El inspector continuaba con la advertencia.

―No sabe dónde se está metiendo.

―No molesto a nadie, simplemente intento salir adelante. Se equivoca si piensa que estoy en la calle por placer.

―Desconozco los motivos que le han llevado a acabar así ―Hizo una pausa y miró alrededor―. Déjeme que le cuente una historia.

―Le escucho, inspector.

―Antes de que el Alemán llegara a la ciudad, aquí solía ponerse otro indigente, un señor muy amable y conocido en la ciudad: Antonio Malia, empresario de unos sesenta años. Era el dueño de los bares y restaurantes más prestigiosos de la ciudad.

―No había oído su nombre hasta ayer. Una agradable señora me contó algo acerca de él.

―Debería conocerle, por lo que he visto en su DNI es usted natural de Cádiz, nació en el 78. ¿Cierto?

―Cierto, pero desde hace unos años he tenido cosas más importantes de las que preocuparme.

―Pues como le decía, muy pocos saben cómo acabó. La cuestión es que debido a la crisis, y a una serie de inversiones poco afortunadas, entró en una delicada situación económica. Veía como sus beneficios decrecían y no tenía más remedio que compensar las pérdidas ejecutando despidos. Todos estos problemas, unidos a un desgraciado accidente de tráfico que le arrebató a su hija de veinte años, hicieron que el hombre se escondiera en la bebida. Su adicción al alcohol crecía de manera exponencial y perdió el control de su vida. Acabó en la calle.

―¿Y qué tiene que ver él en todo esto?

―Ahora mismo lo sabrá. La cuestión es que Antonio Malia solía ponerse aquí, justo donde está usted ahora ―Miró al suelo con rostro reflexivo―. Pero las cosas se le complicaron más cuando apareció Karl Hartmann. Tuvimos que intervenir en varias ocasiones por trifulcas entre ambos.

―Parece ser que no soy el único que tiene problemas con el Alemán.

―Eso no es todo. Un día, Antonio dejó de venir, mejor dicho desapareció. Desde entonces era Karl quien ocupaba este lugar.

―Entiendo.

―Unos días después, si no recuerdo mal a finales de mayo del año pasado, recibimos el aviso de una persona que estaba pescando en la bahía. En la llamada de emergencia nos alertaba de que desde su bote veía un bulto sospechoso en la orilla. Al acudir a la zona encontramos el cuerpo de Antonio Malia varado.

―Eso es horrible.

―Tras la autopsia los forenses decretaron una muerte por asfixia. Encontraron un trozo de tela obstruyéndole el esófago.

Ángel tragó saliva.

El agente miró al cielo. Lanzó un suspiro y bajó la mirada.

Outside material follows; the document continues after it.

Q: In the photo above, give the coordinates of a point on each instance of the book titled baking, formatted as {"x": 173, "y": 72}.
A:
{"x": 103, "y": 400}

―No tengo gratos recuerdos de aquel día. Cádiz solía ser una ciudad tranquila pero las cosas cambian, todo cambia.

―No puedo estar más de acuerdo con usted, inspector. Mi situación actual es un fiel reflejo de esa afirmación.

―Karl Hartmann es un sujeto muy peligroso. No le conviene enfrentarse a ese individuo, porque si descubre donde pernocta tendrá un grave problema ―dijo en claro tono de advertencia.

―Y si es tan peligroso, y sospechoso de asesinato, ¿qué hace en la calle?

―En ningún momento he dicho que sea sospechoso de asesinato. De cualquier forma, hace falta algo más que una teoría para meter a una persona en la cárcel ―respondió el policía.

―Inspector, tenemos un aviso ―dijo el veterano compañero desde el interior del coche interrumpiendo la conversación.

―Gracias por sus consejos, meditaré sobre ello ―señaló Ángel.

―Usted sabrá lo que hace ―le dijo el inspector mientras se dirigía al interior del vehículo.



El coche patrulla encendió las luces prioritarias y se alejó de la esquina a gran velocidad.

Ángel volvió a sentarse. Las palabras del joven inspector le dejaron inmerso en un profundo estado de preocupación. Recordaba las palabras que su amiga le dijo sobre el Alemán, los consejos del amable hombre que estaba sentado en el parque el día anterior, y ahora una clara advertencia por parte de un inspector de la Policía Nacional. «Parece que el nazi no se anda con chiquitas», pensó. Estaba claro que Karl Hartmann era un tipo verdaderamente peligroso, y tendría que vigilar cuidadosamente sus pasos si no quería acabar mal.